Taking a Culture Pulse: Are You Actually Living Your Values? (August 2026 TogetHR Times)
By John Wright
Most organizations can tell you their mission, vision, and values. They are displayed on websites, highlighted in onboarding materials, discussed during staff meetings, and referenced when leaders talk about the future. For many organizations, a great deal of time and thought goes into creating these statements.
The challenge is not writing them. The challenge is living them.
Over time, even well-intentioned organizations can develop a gap between what they say they value and what employees actually experience. This is where taking a culture pulse becomes valuable. A culture pulse is not about launching a major employee survey or conducting a lengthy organizational assessment. At its simplest, it is a deliberate effort to determine whether the organization is consistently acting in ways that align with its stated mission, vision, and values. In other words, are you walking the talk?
One of the most effective ways to answer that question is by looking for evidence. Values become meaningful when they show up in everyday decisions, interactions, and behaviors. An organization that claims to value collaboration should be able to point to examples where teams worked across departments to solve problems. An organization that values accountability should be able to identify situations where leaders took responsibility when mistakes occurred. A company that prioritizes customer service should have stories that demonstrate employees going above and beyond for clients. These examples matter because they move values from aspiration to reality.

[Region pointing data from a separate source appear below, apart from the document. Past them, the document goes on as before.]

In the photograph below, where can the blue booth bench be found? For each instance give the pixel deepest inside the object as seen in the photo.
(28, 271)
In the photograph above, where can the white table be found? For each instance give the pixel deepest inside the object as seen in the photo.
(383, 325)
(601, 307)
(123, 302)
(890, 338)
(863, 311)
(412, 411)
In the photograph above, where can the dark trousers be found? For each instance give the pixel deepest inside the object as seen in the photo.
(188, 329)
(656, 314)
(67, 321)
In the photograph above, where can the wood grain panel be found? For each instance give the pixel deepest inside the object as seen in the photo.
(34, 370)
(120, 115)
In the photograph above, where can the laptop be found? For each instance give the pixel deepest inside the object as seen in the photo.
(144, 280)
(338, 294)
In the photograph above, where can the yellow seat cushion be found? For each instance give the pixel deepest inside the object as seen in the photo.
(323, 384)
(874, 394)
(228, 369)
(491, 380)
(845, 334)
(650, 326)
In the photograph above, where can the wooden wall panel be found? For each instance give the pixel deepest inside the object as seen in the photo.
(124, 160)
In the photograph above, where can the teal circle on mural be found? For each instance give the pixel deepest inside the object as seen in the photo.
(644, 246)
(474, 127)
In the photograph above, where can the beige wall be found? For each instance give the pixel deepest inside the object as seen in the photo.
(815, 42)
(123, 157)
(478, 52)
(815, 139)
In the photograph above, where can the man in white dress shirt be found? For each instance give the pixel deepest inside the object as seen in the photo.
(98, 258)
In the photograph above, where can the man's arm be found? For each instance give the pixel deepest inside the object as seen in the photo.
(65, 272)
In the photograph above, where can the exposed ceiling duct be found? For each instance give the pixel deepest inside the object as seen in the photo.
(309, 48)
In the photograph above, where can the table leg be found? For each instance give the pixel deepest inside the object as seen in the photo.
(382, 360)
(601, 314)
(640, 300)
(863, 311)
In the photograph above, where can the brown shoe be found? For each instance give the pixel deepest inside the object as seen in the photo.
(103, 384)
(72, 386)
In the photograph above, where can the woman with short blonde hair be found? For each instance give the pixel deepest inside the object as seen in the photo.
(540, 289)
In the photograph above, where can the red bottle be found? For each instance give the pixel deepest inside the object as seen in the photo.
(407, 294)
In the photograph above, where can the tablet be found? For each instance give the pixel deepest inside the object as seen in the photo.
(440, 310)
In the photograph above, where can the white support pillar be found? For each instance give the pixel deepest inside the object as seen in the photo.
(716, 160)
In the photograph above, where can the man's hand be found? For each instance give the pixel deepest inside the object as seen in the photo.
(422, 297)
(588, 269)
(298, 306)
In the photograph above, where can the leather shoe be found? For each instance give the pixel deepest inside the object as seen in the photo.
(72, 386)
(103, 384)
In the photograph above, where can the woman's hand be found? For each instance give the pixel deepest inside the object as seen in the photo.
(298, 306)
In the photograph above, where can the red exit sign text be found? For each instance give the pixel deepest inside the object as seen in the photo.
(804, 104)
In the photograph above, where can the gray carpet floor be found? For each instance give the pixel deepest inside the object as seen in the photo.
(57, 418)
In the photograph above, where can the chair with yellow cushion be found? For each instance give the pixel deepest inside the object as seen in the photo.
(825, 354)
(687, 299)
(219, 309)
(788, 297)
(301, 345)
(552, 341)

At the same time, a healthy culture pulse is not limited to success stories. It is equally important to identify moments when the organization failed to live up to its values. This is often where the most valuable learning occurs. Many leaders become uncomfortable when discussing situations that reveal inconsistency. Yet culture is not measured by perfection. Culture is measured by awareness and response. Every organization will fall short of its values at times. The difference is whether leadership recognizes those moments, learns from them, and makes adjustments moving forward.
Organizations that are willing to examine both successes and shortcomings tend to have a much clearer understanding of who they are. They spend less energy protecting an idealized version of their culture and more energy strengthening the culture they actually have. Taking a culture pulse can be surprisingly simple. Leaders can start by asking a few straightforward questions. Where have we clearly demonstrated our values over the past year? What business decisions reflected those values? How have we handled challenging employee relations situations? What feedback have employees provided about their experiences? Just as importantly, where have we fallen short, and what can we learn from those situations?
The goal is not to create a scorecard. The goal is to identify patterns.
Consider the example of a mid-sized nonprofit organization that regularly spoke about its commitment to diversity and inclusion. These values were prominently featured in organizational materials, discussed by leadership, and referenced during strategic planning conversations. Staff generally believed leadership cared deeply about these principles. However, when leaders took a closer look at how the organization actually operated, a different picture emerged.
Over time, different departments had become increasingly siloed. Managers were given substantial autonomy to run their teams with minimal coordination across the organization. While this approach was often justified as flexibility and empowerment, the unintended result was fragmentation. Individual managers began developing their own approaches to hiring, employee relations, onboarding, performance management, and communication. Some teams maintained highly structured processes while others relied on informal practices. Employees performing similar work could have dramatically different experiences depending on which department they joined.
Despite frequent discussions about diversity and inclusion, leadership struggled to acknowledge that these inconsistencies were creating barriers to inclusion. Employees experienced the organization differently based on where they worked, who supervised them, and which processes happened to be in place within their department. The issue was not a lack of good intentions. It was a reluctance to recognize where organizational behaviors were not aligning with stated values.
As confusion increased, collaboration decreased. Employees became uncertain about expectations and frustrated by inconsistent treatment. Teams often solved similar problems independently rather than learning from one another. Instead of fostering inclusion, the siloed structure contributed to division and inconsistency across the organization. Eventually, leaders undertook a culture review focused specifically on identifying examples of both alignment and misalignment with organizational values.
Through those discussions, they recognized that inclusion could not exist solely as a statement or aspiration. It needed to be reflected in consistent organizational practices, shared accountability, and cross-functional collaboration. By acknowledging the gap between intention and reality, the organization was able to begin standardizing processes, encouraging greater collaboration among managers, and creating more consistency in the employee experience. The conversations were not always comfortable, but they provided a clearer path forward than continuing to ignore the issue.
This example highlights an important truth about organizational culture. Values are not proven when things are easy. They are proven through decisions, behaviors, and responses when challenges arise. If an organization claims to value respect, accountability, collaboration, inclusion, or innovation, there should be clear examples demonstrating those values in action. There should also be honest conversations about situations where those values were not fully realized.
The strongest cultures are not the ones that never fall short. They are the ones that regularly pause to assess whether their actions align with their intentions. If your organization has not taken a culture pulse recently, now may be a good time to start. Gather examples of moments when your values were clearly demonstrated. Look honestly at situations where they were not. Invite discussion, identify patterns, and focus on learning rather than blame. Often, the most meaningful culture improvements begin with a simple question: Are we actually doing what we say we will do?